De izquierda a derecha, Paola Cauja, Adela Palazuelos, Faisal Conde, Juan Carlos de las Heras, Rubén Molina y José Alfonso García Rubio.Aitor Sol
Juan Carlos cuenta que a él tienen que explicarle más las cosas, porque se distrae con facilidad. Durante la sesión hacen varias dinámicas, tratan de que el público participe y proyectan vídeos. En uno de ellos se habla del trabajo. Tres de cada cuatro personas con discapacidad no tienen empleo. “Encontrar trabajo está difícil. Las empresas contratan antes a una persona con discapacidad física que intelectual. Es más fácil poner una rampa que contratar a una persona de apoyo”, afirma Juan Carlos. Más que una barrera, el acceso al mundo laboral es un muro de hormigón.
Ellos demuestran que es posible, hace poco han ido a una empresa que había contratado a alguien con discapacidad intelectual para enseñarles cómo debe ser el trato. Adela trabajó durante años en una residencia de mayores. “Les llevaba de paseo, iba con ellos al médico, jugábamos al bingo…”. Pero el centro cerró. Su caso es algo particular. “A mí me diagnosticaron discapacidad intelectual tardía, en 2012, en mi época no existía. Me he defendido sola”, afirma. Adela intentó independizarse, pero como su plaza en el centro ocupacional no es pública, no puede permitirse pagar, además, un piso. Vive con su hermana.
Todos los autogestores conviven con sus familias, a excepción de Faisal Conde. Este hombre de 30 años, que además de asistir al centro es “monitor de comedor escolar y en el patio”, vive en un piso tutelado. Reclama “que la inclusión sea real”. Explica que los apoyos son importantes, les permiten participar, pero pide que no se les trate con paternalismo. Él ha recurrido a los tribunales para revertir la incapacitación judicial. Faisal está tutelado, como muchas personas con discapacidad intelectual, para todo tiene que recibir una autorización.

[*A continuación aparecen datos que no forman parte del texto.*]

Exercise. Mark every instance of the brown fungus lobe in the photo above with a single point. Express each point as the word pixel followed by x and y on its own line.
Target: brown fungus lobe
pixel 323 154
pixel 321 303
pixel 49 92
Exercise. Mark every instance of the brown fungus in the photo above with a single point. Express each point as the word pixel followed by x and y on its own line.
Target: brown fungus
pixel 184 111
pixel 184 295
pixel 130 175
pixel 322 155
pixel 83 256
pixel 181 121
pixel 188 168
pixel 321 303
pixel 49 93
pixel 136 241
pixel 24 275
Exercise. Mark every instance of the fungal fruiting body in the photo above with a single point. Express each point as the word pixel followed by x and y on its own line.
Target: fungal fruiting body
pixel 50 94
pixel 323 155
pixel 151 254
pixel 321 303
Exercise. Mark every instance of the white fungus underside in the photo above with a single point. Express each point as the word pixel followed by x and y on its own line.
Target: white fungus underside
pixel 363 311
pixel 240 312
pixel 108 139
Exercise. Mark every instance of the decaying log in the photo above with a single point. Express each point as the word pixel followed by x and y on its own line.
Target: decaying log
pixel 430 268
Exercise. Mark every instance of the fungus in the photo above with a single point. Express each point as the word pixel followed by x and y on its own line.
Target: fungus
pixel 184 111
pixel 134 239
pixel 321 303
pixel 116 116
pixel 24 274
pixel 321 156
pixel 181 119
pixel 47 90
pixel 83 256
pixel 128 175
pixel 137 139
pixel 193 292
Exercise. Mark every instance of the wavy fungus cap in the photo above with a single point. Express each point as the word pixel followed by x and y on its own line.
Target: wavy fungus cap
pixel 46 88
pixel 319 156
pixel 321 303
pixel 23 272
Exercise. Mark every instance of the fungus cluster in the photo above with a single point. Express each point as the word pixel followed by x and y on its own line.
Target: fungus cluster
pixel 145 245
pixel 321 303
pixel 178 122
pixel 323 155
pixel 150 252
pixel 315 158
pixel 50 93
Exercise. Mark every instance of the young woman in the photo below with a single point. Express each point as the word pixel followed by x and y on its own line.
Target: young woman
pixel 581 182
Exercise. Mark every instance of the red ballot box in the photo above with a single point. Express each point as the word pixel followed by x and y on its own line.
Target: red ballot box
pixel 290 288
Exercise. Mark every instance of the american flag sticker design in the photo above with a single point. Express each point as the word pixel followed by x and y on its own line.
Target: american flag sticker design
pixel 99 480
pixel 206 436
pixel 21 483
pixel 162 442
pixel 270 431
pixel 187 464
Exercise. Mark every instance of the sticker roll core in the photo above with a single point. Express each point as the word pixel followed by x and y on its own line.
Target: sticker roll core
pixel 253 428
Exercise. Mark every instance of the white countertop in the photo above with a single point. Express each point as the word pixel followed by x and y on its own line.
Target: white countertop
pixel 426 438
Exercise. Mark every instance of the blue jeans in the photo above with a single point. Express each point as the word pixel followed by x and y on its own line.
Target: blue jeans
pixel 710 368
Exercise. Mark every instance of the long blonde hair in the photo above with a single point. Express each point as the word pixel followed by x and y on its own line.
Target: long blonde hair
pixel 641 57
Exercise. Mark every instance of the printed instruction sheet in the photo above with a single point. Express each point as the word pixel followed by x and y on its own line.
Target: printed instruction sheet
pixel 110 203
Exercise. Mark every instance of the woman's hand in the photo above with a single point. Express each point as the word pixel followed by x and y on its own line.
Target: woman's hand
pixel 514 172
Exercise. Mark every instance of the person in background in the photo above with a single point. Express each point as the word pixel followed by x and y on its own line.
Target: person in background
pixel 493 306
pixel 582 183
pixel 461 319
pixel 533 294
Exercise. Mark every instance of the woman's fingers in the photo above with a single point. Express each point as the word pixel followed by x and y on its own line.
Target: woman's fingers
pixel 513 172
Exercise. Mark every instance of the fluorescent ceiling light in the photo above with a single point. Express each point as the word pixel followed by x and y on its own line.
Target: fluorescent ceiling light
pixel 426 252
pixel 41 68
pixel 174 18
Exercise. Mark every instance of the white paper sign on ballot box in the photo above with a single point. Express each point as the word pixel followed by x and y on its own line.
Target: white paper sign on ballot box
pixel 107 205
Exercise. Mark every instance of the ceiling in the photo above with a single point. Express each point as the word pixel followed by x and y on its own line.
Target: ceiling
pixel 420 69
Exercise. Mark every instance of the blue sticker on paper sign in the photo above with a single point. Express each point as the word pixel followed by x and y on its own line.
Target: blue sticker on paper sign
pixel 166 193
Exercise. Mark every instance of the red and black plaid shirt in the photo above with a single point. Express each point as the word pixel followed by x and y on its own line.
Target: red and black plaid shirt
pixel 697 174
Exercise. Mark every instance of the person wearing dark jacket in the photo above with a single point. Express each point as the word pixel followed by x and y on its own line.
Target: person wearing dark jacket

Una ley acabó el año pasado con este sistema, pero ahora debe revisarse caso a caso, y la normativa da un plazo de tres años. El proceso será lento. Es un cambio de paradigma, se trata de dar apoyos, en función de las necesidades de cada persona. “Por ejemplo, del dinero diario te encargas tú, pero para el piso a lo mejor necesitas ayuda”. Así explica Adela el concepto de curatela. Es lo que quiere conseguir Faisal.
El auditorio se sorprende al escuchar que hay mujeres a las que sus padres, queriendo protegerlas, las esterilizaban sin su consentimiento, al estar tuteladas podían hacerlo. Paola explica que una compañera le contó que a ella le dijeron que la iban a operar de la tripa, sin saber de qué. “¿Es legal?”, preguntan en el público. Mario, la persona de apoyo, afirma que “hasta hace poco tiempo lo era”. Ahora “cualquier actividad tiene que explicarse tanto al curador como a la persona con discapacidad, y es necesario asegurarse de que lo entienden”.
De nuevo sale a relucir la sobreprotección. Todos coinciden en que la falta de privacidad es un mal común. “Me ha pasado ir de viaje con compañeras y que vayan al baño con la puerta abierta, como en su casa van así, no sabían que se puede cerrar”, dice Paola. Rubén cuenta que a muchos compañeros les cuesta encontrar espacios donde poder estar con sus parejas. Él no tiene problemas y sí puede estar en casa con su novia. Faisal explica que tener discapacidad “te limita muchas cosas”: “Te enfrentas a cosas que no quieres vivir. La sobreprotección. Te limitan mucho. Para irnos de viaje nos tenemos que preparar con tres meses de antelación, nos tienen que dejar ir. Yo no puedo improvisar”.
Por ello, Mario se dirige al auditorio. Les explica que ellos “son agente de cambio social”. En su desempeño profesional, tendrán la opción de ayudar a reeducar a la sociedad. “La discapacidad es como una etiqueta, cuando te la ponen, te tratan diferente”, había dicho poco antes. Mario anima a romper con eso. Faisal remacha: “No somos etiquetas”.